What Is Your Personal Presentation Style? How Do You Get It?
I think of my working days in 3 categories:
Showtime – intense focussed day of activity (usually just one e.g. coaching sessions)
Buffer – a day of either preparation for a Showtime day or one following Showtime for debriefing myself
Time Out – the (almost mythical) day off.
Let me start with the Time Out days. I try to make these follow a Showtime day to give myself both a reward and a recovery time from the intense activity that usually comes with a Showtime day.
Sometime, as we all know, it’s just not possible to have a “day off”. In this instance I will have a Buffer day follow a Showtime day – always hoping that the Time Out day will eventuate at some later date!
Buffer days are preparation or debrief days when I work on an intense activity and fine tune it for performance.
Showtime days are when I have to be at my very peak of performance. This is what I want to talk about in this post.

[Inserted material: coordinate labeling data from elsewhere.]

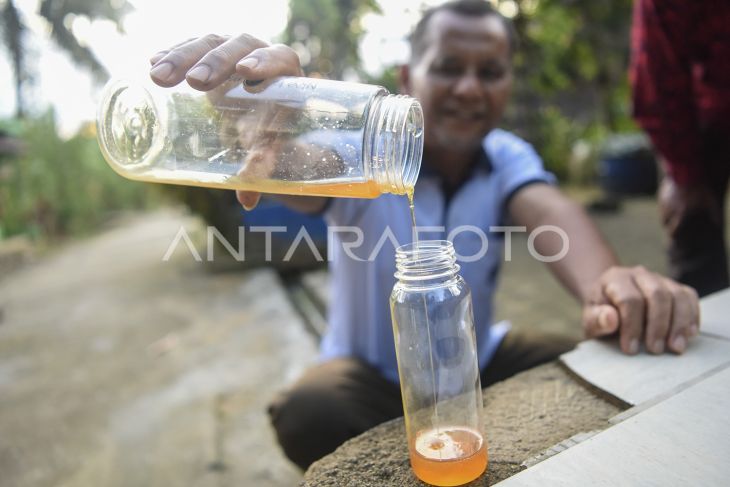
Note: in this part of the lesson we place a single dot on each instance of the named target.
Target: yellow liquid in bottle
(448, 456)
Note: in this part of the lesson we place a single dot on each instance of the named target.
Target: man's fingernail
(249, 62)
(603, 320)
(679, 343)
(200, 73)
(162, 71)
(158, 56)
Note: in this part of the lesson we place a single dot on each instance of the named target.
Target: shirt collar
(482, 162)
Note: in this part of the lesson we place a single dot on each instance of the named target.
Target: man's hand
(212, 62)
(641, 305)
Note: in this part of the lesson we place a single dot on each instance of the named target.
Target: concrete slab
(525, 415)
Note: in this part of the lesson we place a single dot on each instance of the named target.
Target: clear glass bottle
(437, 363)
(285, 135)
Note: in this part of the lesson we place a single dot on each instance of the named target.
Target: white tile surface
(715, 314)
(643, 377)
(684, 440)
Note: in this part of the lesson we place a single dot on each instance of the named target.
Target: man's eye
(448, 70)
(491, 74)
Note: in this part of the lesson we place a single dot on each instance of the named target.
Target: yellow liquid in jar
(448, 456)
(333, 187)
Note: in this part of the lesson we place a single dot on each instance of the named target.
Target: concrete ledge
(525, 415)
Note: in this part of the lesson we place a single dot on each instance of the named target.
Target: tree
(58, 14)
(326, 34)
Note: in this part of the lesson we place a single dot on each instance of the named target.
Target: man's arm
(636, 303)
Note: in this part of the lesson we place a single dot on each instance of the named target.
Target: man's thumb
(600, 320)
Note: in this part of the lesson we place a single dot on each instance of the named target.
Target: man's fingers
(623, 294)
(659, 302)
(173, 66)
(248, 199)
(159, 55)
(685, 318)
(269, 62)
(220, 63)
(600, 320)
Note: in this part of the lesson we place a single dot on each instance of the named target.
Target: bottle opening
(426, 260)
(129, 127)
(393, 145)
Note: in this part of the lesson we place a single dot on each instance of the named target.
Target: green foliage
(61, 187)
(571, 82)
(326, 34)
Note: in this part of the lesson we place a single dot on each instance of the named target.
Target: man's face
(463, 79)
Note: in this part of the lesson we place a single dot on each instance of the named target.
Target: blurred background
(124, 360)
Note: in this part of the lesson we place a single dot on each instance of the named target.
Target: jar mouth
(394, 147)
(426, 260)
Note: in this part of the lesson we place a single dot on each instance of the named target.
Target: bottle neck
(393, 142)
(426, 263)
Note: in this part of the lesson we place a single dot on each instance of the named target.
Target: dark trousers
(694, 220)
(339, 399)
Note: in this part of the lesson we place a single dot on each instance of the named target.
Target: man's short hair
(470, 8)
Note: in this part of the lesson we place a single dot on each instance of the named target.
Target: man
(681, 92)
(473, 174)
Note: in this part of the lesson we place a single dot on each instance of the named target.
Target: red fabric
(680, 74)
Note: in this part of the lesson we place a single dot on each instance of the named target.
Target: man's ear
(404, 79)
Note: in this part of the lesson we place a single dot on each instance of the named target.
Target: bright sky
(157, 24)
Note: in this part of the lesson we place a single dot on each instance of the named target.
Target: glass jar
(435, 344)
(287, 135)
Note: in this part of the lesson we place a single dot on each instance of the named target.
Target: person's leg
(333, 402)
(694, 220)
(522, 350)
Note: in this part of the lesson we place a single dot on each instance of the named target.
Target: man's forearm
(588, 255)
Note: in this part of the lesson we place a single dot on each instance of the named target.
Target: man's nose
(469, 86)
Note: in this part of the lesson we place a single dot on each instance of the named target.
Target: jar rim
(426, 260)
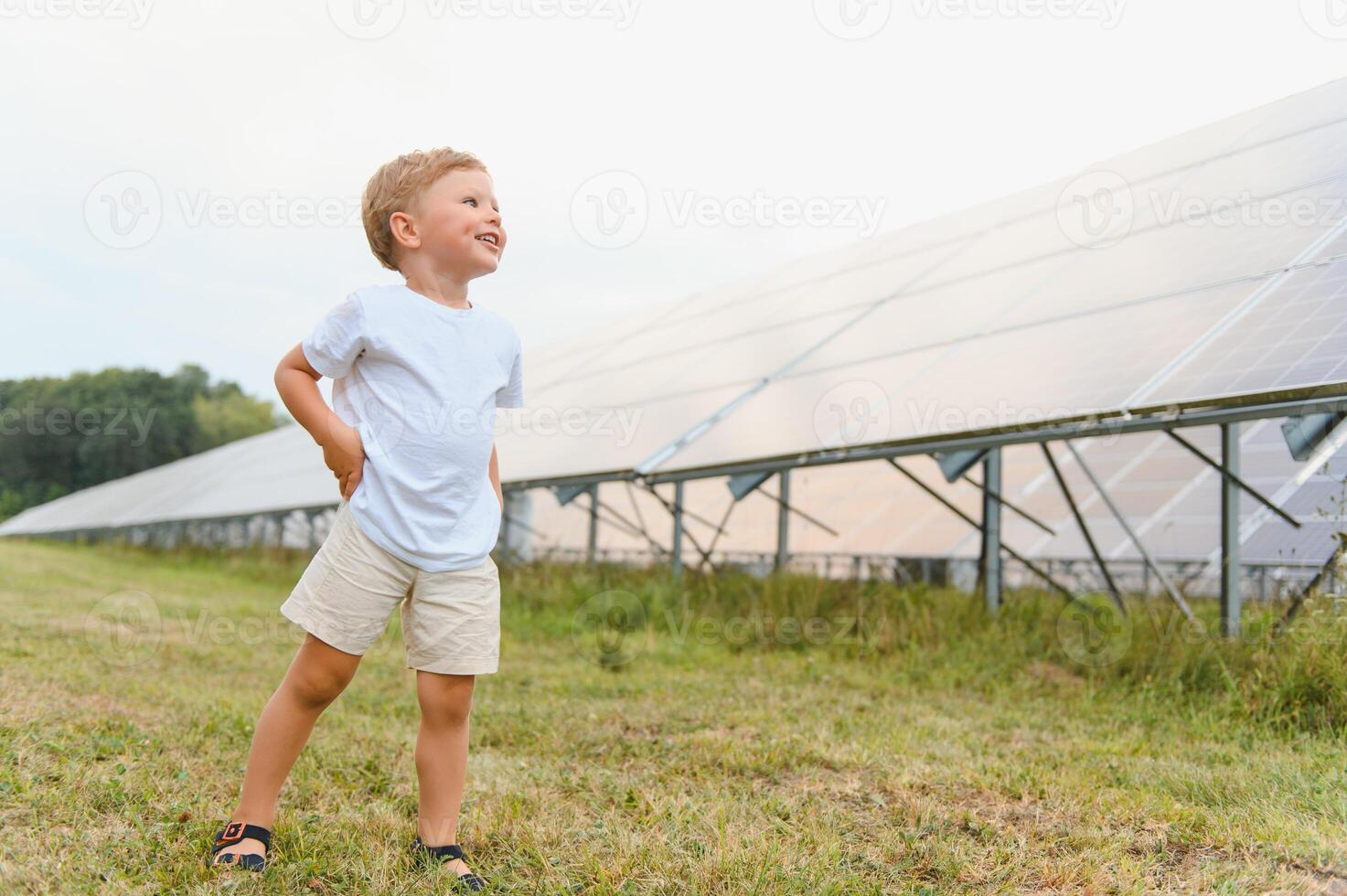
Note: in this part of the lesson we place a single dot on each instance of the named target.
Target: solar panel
(1295, 337)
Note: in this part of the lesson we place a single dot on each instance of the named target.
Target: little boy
(418, 375)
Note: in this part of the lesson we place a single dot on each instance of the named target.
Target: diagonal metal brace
(1033, 568)
(1004, 501)
(1132, 534)
(1085, 529)
(1235, 478)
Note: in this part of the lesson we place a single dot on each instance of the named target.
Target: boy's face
(458, 224)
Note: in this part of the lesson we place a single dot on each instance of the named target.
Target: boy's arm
(496, 478)
(296, 383)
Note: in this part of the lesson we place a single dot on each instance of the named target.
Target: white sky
(948, 104)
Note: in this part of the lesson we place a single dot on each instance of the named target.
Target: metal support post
(677, 565)
(592, 546)
(991, 529)
(1230, 529)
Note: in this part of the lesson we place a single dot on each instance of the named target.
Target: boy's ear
(403, 228)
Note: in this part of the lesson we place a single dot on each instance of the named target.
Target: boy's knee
(450, 704)
(318, 688)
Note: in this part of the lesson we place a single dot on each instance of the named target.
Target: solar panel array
(1213, 266)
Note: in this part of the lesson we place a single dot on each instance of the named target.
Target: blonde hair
(396, 185)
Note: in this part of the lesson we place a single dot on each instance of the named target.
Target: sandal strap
(236, 832)
(447, 850)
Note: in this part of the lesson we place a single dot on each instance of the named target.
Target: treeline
(62, 434)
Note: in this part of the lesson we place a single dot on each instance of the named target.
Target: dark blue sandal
(447, 853)
(233, 833)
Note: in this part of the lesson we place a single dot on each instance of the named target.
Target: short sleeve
(337, 340)
(512, 394)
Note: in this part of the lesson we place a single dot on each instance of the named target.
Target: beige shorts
(347, 593)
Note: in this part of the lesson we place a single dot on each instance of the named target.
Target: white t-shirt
(421, 381)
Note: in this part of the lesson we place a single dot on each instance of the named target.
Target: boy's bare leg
(318, 674)
(446, 702)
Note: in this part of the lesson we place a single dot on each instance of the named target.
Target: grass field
(717, 741)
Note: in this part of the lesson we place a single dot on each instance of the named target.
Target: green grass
(911, 745)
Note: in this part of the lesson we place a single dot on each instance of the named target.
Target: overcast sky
(181, 179)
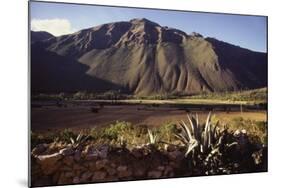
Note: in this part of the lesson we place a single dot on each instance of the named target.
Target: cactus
(152, 137)
(205, 140)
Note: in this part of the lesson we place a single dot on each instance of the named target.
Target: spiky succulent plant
(152, 137)
(201, 139)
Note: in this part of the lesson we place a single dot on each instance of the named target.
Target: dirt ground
(48, 118)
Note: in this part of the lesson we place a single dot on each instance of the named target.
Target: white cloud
(56, 27)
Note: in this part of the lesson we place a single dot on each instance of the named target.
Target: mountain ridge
(144, 58)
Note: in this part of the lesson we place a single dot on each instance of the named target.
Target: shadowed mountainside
(39, 36)
(144, 58)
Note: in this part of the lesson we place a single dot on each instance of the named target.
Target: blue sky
(245, 31)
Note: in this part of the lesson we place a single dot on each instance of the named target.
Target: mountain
(143, 58)
(39, 36)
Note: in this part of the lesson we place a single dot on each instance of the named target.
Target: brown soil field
(48, 118)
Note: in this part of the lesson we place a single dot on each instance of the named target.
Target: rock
(139, 172)
(68, 160)
(88, 149)
(39, 149)
(113, 165)
(63, 179)
(161, 168)
(103, 151)
(123, 172)
(69, 174)
(111, 171)
(154, 174)
(137, 152)
(169, 172)
(92, 156)
(49, 163)
(66, 151)
(56, 177)
(77, 155)
(99, 175)
(101, 164)
(86, 175)
(175, 155)
(76, 180)
(78, 167)
(175, 164)
(65, 168)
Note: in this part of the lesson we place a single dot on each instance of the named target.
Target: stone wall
(71, 165)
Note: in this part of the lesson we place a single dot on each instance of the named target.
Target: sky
(58, 19)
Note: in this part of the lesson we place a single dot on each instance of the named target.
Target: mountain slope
(141, 57)
(39, 36)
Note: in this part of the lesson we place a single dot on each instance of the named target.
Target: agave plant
(198, 139)
(152, 137)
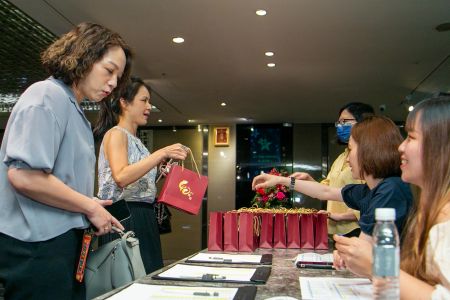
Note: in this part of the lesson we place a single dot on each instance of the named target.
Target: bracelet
(292, 185)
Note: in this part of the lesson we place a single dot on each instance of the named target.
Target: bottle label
(386, 261)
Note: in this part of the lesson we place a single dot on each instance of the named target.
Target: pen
(220, 258)
(206, 294)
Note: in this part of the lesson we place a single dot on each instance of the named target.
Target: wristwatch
(292, 185)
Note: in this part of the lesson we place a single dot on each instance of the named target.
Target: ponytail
(107, 116)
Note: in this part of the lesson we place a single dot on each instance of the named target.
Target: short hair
(358, 110)
(378, 139)
(72, 56)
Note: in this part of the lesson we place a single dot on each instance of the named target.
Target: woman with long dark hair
(47, 175)
(127, 170)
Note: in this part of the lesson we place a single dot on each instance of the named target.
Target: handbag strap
(192, 162)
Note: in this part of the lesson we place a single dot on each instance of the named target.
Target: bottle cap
(385, 214)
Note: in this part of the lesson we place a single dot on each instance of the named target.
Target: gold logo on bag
(184, 189)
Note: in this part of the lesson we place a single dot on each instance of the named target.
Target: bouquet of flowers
(274, 196)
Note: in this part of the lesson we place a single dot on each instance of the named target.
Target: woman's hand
(102, 219)
(302, 176)
(338, 262)
(265, 180)
(356, 254)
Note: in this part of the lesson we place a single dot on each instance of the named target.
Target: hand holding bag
(184, 189)
(113, 265)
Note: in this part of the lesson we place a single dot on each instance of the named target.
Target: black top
(391, 192)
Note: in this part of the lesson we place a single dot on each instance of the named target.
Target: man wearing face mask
(343, 220)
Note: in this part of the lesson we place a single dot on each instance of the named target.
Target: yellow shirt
(339, 176)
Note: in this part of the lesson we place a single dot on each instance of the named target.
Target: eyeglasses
(344, 122)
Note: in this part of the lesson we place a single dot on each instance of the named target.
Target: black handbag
(163, 216)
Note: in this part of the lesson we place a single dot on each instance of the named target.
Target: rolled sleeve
(30, 148)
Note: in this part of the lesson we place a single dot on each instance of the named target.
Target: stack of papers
(314, 260)
(219, 274)
(326, 288)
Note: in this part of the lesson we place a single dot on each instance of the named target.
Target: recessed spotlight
(178, 40)
(261, 12)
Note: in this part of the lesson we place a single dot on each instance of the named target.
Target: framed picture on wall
(221, 136)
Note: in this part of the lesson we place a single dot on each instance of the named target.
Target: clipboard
(215, 258)
(313, 260)
(139, 291)
(186, 272)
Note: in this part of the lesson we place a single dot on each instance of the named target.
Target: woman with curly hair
(48, 170)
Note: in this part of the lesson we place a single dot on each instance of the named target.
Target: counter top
(283, 280)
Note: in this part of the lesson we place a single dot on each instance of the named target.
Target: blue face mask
(343, 132)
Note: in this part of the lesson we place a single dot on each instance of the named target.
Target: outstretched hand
(102, 219)
(176, 151)
(265, 180)
(302, 176)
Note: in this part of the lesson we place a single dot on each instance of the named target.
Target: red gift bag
(293, 230)
(279, 231)
(230, 232)
(266, 234)
(184, 189)
(215, 231)
(320, 232)
(307, 231)
(247, 232)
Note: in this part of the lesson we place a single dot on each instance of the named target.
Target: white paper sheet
(196, 272)
(326, 288)
(138, 291)
(315, 257)
(229, 258)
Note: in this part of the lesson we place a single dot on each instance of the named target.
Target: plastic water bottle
(386, 256)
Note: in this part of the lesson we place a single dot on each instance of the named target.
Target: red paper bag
(230, 232)
(320, 232)
(307, 231)
(266, 234)
(279, 231)
(247, 232)
(215, 231)
(183, 189)
(293, 230)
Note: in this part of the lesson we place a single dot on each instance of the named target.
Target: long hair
(110, 107)
(378, 139)
(433, 118)
(72, 56)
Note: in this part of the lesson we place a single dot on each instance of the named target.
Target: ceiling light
(261, 12)
(178, 40)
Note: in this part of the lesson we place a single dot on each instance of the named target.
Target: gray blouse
(144, 189)
(47, 131)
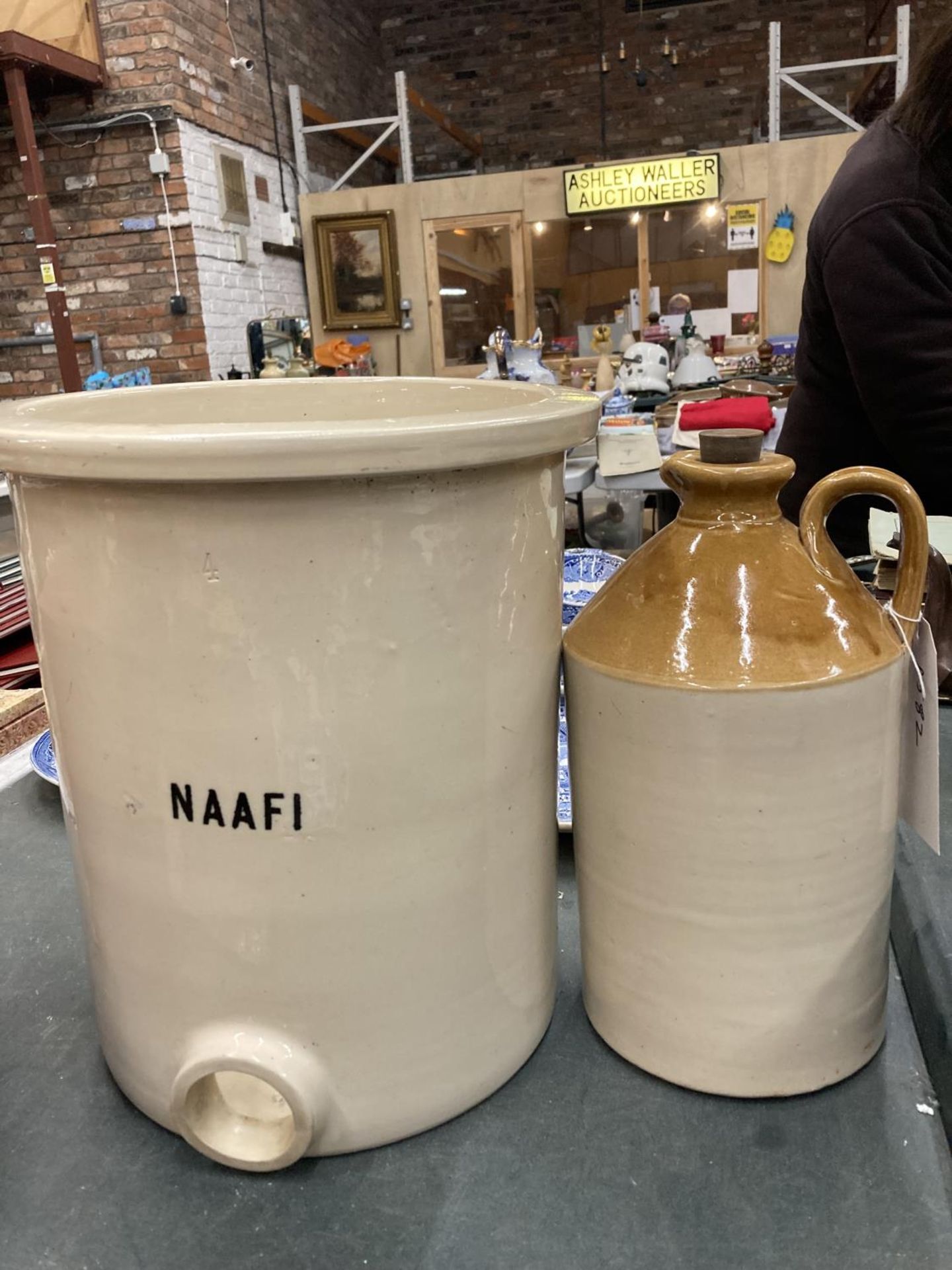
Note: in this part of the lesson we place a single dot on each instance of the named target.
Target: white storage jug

To use this categorisation successfully, you need to think of a Showtime day as performance day. Not in the sense that you need to put on an act but rather that you need to “perform” your skills and expertise at their highest level.
If you are still developing your presentation skills, you may not yet be comfortable with being yourself on these days. This is where you need to continue to develop your personal presentation style so you can approach each and every presentation knowing that when you think “Showtime” you will automatically be doing your best. It’s no different to elite athletes and a big competition.
Practice will help you develop your style. Observing others (both those who do it well and those who do not) will help you identify elements of presentations that might work for you. Once you’ve identified these elements, go back to practising and reviewing your presentations – video yourself so you can see exactly how it appears to your audience.
If you are finding it difficult to determine your personal style, try choosing a style that you are comfortable portraying. You need to be aware if you choose this path that you must be able to “perform” this style no matter what the occasion.
I honestly feel you should always try to develop your own personal presentation style. Take your time because when you have it you will be less nervous, more prepared for those impromptu moments and as a result a more powerful presenter.